Handling Missing Values
Missing values can affect model performance and need to be addressed. There are two main ways to handle missing values:
Dropping Missing Data
If some rows or columns have too many missing values, they should be removed to avoid negatively impacting the model's performance.
- Use
dropna()
to remove rows with missing data. - Use
drop()
to remove specific columns.
Example:
df = df.dropna(axis=0) # Drop rows with missing values
df = df.dropna(how='all') # Drop all empty or sparse rows
df = df.drop(columns=["unneeded_column"]) # Drop specific columns
Imputing Missing Values
When columns cannot be dropped entirely, imputing missing values ensures that no crucial data is lost.

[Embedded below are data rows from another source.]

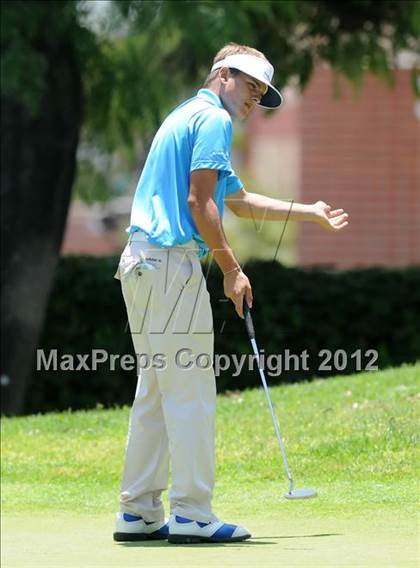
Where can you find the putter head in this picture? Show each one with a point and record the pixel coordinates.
(301, 494)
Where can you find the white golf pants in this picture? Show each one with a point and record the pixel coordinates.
(172, 418)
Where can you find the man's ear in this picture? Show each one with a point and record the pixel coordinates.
(224, 75)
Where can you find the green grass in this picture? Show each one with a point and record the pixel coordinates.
(352, 437)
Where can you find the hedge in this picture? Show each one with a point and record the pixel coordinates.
(299, 310)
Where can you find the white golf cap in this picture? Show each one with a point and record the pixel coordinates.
(258, 68)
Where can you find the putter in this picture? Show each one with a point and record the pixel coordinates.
(292, 493)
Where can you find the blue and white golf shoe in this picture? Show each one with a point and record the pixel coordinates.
(133, 528)
(188, 531)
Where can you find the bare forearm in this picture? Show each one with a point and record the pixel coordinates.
(207, 219)
(257, 206)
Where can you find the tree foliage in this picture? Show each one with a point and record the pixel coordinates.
(62, 73)
(150, 53)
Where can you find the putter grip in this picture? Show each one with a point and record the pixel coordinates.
(248, 321)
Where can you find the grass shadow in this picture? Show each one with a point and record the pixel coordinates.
(262, 540)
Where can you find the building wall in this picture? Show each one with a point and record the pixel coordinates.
(359, 152)
(362, 153)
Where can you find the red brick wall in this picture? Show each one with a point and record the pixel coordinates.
(362, 153)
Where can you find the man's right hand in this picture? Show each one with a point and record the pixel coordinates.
(236, 285)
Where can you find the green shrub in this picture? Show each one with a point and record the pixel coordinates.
(294, 309)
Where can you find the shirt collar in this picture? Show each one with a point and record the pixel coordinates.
(210, 97)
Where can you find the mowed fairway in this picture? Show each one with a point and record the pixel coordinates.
(352, 437)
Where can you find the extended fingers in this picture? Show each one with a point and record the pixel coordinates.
(336, 212)
(339, 222)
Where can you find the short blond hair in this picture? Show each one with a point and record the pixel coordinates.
(231, 49)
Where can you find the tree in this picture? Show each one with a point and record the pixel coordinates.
(58, 75)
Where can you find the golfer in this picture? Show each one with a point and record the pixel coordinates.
(176, 219)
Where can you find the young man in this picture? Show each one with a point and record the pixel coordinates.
(176, 219)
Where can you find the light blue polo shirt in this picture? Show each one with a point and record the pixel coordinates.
(196, 135)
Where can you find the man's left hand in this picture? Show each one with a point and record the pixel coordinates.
(332, 220)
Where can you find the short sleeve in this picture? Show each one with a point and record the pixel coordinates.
(212, 137)
(233, 183)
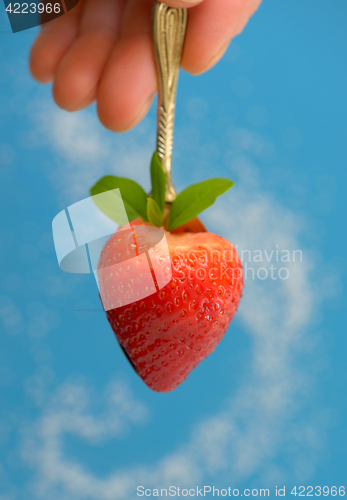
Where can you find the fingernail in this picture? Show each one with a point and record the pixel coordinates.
(218, 55)
(144, 110)
(87, 101)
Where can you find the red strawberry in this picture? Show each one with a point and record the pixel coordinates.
(169, 302)
(168, 333)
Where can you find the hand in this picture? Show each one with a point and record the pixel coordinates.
(102, 50)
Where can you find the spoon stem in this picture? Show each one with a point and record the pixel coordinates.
(169, 26)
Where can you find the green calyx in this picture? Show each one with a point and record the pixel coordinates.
(187, 205)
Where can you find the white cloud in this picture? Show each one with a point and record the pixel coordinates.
(261, 420)
(84, 151)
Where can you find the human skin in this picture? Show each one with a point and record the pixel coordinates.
(102, 50)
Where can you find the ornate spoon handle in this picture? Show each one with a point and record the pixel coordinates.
(169, 26)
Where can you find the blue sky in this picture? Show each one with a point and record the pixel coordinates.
(268, 408)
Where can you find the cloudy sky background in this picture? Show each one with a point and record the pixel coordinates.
(268, 407)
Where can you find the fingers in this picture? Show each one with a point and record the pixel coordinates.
(77, 78)
(211, 26)
(128, 83)
(52, 44)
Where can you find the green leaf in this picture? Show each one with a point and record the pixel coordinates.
(158, 179)
(133, 196)
(193, 200)
(154, 213)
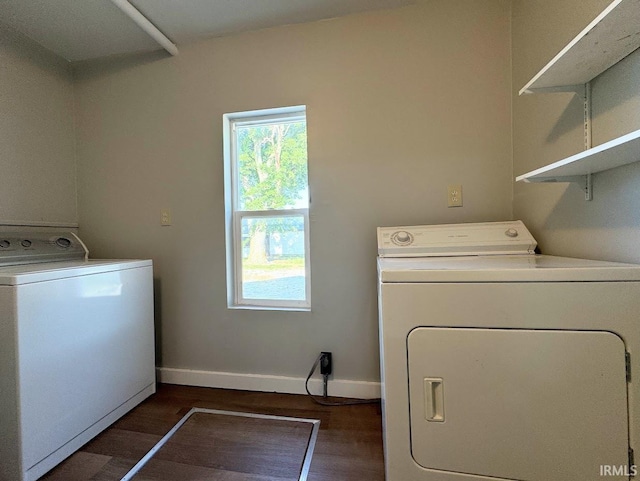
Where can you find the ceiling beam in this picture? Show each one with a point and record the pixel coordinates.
(143, 22)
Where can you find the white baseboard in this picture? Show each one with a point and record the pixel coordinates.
(261, 382)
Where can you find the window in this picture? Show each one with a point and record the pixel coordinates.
(267, 208)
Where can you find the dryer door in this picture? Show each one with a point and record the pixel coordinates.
(531, 405)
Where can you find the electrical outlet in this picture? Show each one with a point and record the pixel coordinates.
(454, 195)
(165, 217)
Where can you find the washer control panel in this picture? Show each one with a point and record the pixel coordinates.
(455, 240)
(31, 247)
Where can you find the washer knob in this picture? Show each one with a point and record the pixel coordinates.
(403, 236)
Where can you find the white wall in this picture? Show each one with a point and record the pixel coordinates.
(400, 103)
(37, 144)
(549, 127)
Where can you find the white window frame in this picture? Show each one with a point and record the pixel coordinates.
(234, 216)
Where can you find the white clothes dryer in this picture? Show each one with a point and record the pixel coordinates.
(501, 364)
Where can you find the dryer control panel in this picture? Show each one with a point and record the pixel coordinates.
(489, 238)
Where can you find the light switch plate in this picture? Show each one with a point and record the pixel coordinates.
(454, 195)
(165, 217)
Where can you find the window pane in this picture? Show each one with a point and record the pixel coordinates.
(273, 258)
(272, 166)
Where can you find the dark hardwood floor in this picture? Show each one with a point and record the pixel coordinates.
(349, 444)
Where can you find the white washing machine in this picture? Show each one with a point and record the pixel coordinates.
(76, 348)
(500, 364)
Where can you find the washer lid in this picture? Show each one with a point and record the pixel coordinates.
(18, 248)
(50, 271)
(489, 238)
(507, 268)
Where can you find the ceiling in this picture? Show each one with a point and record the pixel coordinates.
(86, 29)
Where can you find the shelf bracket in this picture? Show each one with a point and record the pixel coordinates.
(582, 181)
(578, 89)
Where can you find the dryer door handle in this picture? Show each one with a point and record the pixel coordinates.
(434, 399)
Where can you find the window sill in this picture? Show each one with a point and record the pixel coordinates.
(270, 308)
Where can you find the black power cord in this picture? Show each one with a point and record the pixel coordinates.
(326, 379)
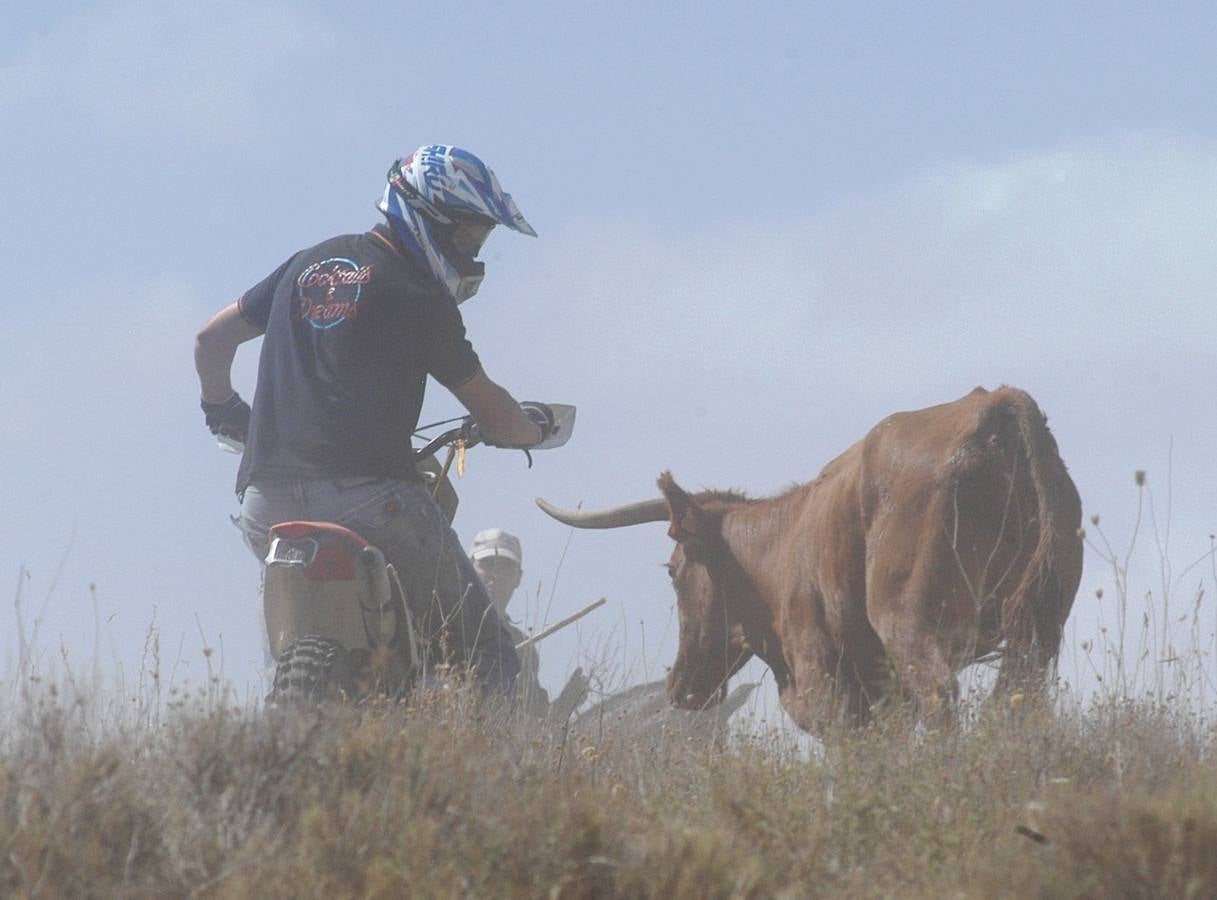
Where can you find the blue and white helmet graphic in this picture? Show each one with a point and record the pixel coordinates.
(437, 195)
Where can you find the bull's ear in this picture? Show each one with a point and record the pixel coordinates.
(688, 523)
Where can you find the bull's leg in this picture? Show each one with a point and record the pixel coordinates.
(919, 650)
(1031, 652)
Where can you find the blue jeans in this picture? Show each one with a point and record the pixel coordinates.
(453, 614)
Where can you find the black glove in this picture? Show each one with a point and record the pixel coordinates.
(229, 418)
(540, 415)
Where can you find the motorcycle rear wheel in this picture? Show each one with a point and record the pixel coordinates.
(312, 669)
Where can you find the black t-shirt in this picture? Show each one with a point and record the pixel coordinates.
(352, 331)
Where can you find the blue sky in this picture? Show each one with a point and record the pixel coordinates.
(762, 229)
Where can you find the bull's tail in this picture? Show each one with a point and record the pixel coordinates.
(1033, 614)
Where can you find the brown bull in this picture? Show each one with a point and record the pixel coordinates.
(946, 535)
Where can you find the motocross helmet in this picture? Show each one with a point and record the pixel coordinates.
(443, 202)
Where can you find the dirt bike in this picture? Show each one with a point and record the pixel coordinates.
(338, 620)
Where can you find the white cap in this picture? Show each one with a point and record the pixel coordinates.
(494, 541)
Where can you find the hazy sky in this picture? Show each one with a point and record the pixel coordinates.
(762, 229)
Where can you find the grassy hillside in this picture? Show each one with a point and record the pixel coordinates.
(1117, 799)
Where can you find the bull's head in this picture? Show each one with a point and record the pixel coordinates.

- Fill missing values with the mean, median, or mode.
- For time series, use forward-fill (previous value).
- For complex cases, apply ML-based imputation techniques.
Example:
df["age"].fillna(df["age"].median(), inplace=True) # Fill with median
df["cholesterol"].fillna(method="ffill", inplace=True) # Forward fill
Advanced Imputation
In cases where basic imputation doesn't work, advanced techniques like K-nearest neighbors or SMOTE can be used to predict missing values based on other features in the dataset.
- Use KNN imputer for more accurate imputation.
- Apply
fit_transform()
to impute missing values.
Example:
from sklearn.impute import KNNImputer
imputer = KNNImputer(n_neighbors=2, weights="uniform")
df_imputed = imputer.fit_transform(df) # Impute missing values using KNN
Removing Duplicates
Duplicates can distort model accuracy and should be removed to ensure the data is clean and reliable. .
Identifying Duplicates
Check for duplicate rows in the dataset to identify any redundancy.
- Compare across all columns or a subset.
- For time series data, check for uniqueness based on time.
Example:
duplicates = df.duplicated()
df[duplicates] # View duplicate rows
Dropping Duplicates
Removing duplicates ensures that each row in the dataset is unique and doesn't introduce bias.
- Use
drop_duplicates()
to remove identical rows. - Specify columns to check for duplicates.
- Keep the first or last occurrence as needed.
Example:
df = df.drop_duplicates() # Remove duplicate rows
df = df.drop_duplicates(subset=["id"], keep="first") # Drop by ID
Iterative Data Cleaning
Data cleaning may need multiple iterations for best results.
- Adjust cleaning steps as data evolves.
- Reassess missing values after imputation.
- Validate processed data before model training.